NEW YORK (TheStreet) -- If you've been oblivious to changes in the router world, attractive new technology recently hit the market.
But do you stream heavy high-definition video to your living room? If not, you may not need to spring for the latest -- and most expensive -- routers.
A wireless router's job is to share the home's Internet service with every wired and wireless gadget in the house. Bells and whistles will cost extra.

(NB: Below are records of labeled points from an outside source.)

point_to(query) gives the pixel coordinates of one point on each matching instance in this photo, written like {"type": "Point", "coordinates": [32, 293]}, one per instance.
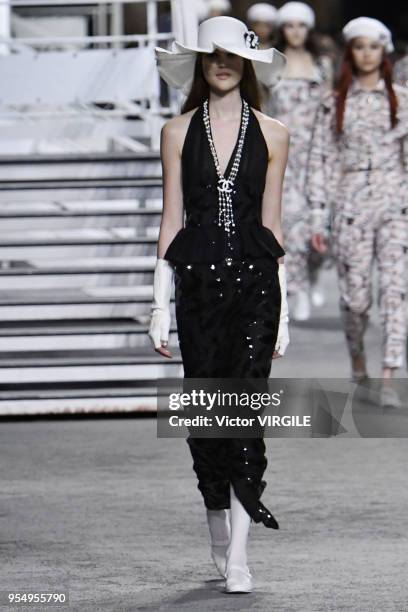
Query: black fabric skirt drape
{"type": "Point", "coordinates": [227, 319]}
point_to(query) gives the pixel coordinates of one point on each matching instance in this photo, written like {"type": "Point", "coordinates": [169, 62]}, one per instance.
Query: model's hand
{"type": "Point", "coordinates": [319, 243]}
{"type": "Point", "coordinates": [159, 331]}
{"type": "Point", "coordinates": [283, 331]}
{"type": "Point", "coordinates": [160, 321]}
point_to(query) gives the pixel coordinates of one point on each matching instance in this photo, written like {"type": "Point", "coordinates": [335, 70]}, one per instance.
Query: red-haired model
{"type": "Point", "coordinates": [357, 167]}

The latest technology can be pricey. The newest AC routers, for example, cost at least $150.Sometimes, though, you're just paying extra for a name or reputation. Apple's (AAPL) AirPort Extreme Base Station, which lacks the latest Wi-Fi technology, costs $179. Anything from a simplified setup to the fastest speeds available will cost you. Need to prioritize devices (like a gaming device that can't afford lags)? Don't want to watch a high-def video stream in spurts? Those features will cost a bit extra. But for those who'd rather not spend more than $30 or $50 for a home router, the good news is that features that once cost a premium are included in basic models. Wi-Fi Protected Access II, or WPA2, is still one of the best ways to secure the home network, and it's pretty much standard on all routers (higher-priced ones may offer easier configuration). And don't count out older models. Some of the current best-selling Wireless N routers, which have been out for three years, are a steal, at less than $40. (See this article if you have an older router: "Prolonging the Life of a Wireless Router.") If you're new to routers or your current router just died (see "When the Home's Most Important Internet Device Fails"), the best way to figure out whether you would benefit from splurging is to ask yourself whether you'd use the added features of the higher-priced routers offer: 802.11ac: This is the latest and greatest, promising wireless speeds so fast that streaming high-definition video to your HDTV will be a pleasant -- and watchable -- experience. This wireless-gigabit technology is so new, the engineers working on the technical standard have yet to finalize AC, which is expected in 2013. But manufacturers have already jumped ahead to offer "draft AC" products, and the latest is out this week from Cisco's (CSCO) Linksys division. Don't count out AC's "pending" status if you're in the market for a new router. This happened before with Wi-Fi technologies of G and N. For the most part, those "draft" routers required only software updates. Price of AC routers: $150 and up.